There are two main approaches to define user interests about content. First, category-based systems list some categories –usually newspaper services are required to automatically categorize each news item for each user-defined category to build each user final message.
Through last years our efforts were oriented to offer personalized information access by integrating all previously defined user-profiling systems in a monolingual setting, such as MERCURIO.
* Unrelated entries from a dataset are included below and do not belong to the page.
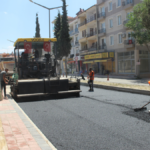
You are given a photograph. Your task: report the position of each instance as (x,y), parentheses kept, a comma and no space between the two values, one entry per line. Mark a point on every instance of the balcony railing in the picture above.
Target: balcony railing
(93,48)
(91,19)
(102,14)
(76,30)
(82,23)
(126,2)
(76,43)
(129,41)
(91,34)
(101,1)
(103,30)
(103,47)
(84,48)
(71,32)
(124,22)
However, there are many circumstances which favour multilingual information systems –specially at the actual European Union context, where information flow involves interactions with documents in several languages. This kind of requirements promote automatic translation and multilingual services –for instance, EU official organisms make use of translation systems like EC Systran, multilingual information access like CELEX, and multilingual systems for analysis content on the Internet as POESIA . In this paper we present Hermes1, a multilingual news filtering system which allows users to receive personalized messages containing most interesting news extracted from digital versions of several European newspapers, using several languages.
Hermes has been designed for providing personalized news according to user interests, sending by e-mail a message with a set of news (title and a summary). For generating each message, both user and news information are retrieved, formally represented and properly processed to obtain the final resulting news representation for each user. As
we describe below, news selection is based on the Vector Space Model (VSM), applying a simplification of Rocchio algorithm that was pre-viously applied with satisfactory results.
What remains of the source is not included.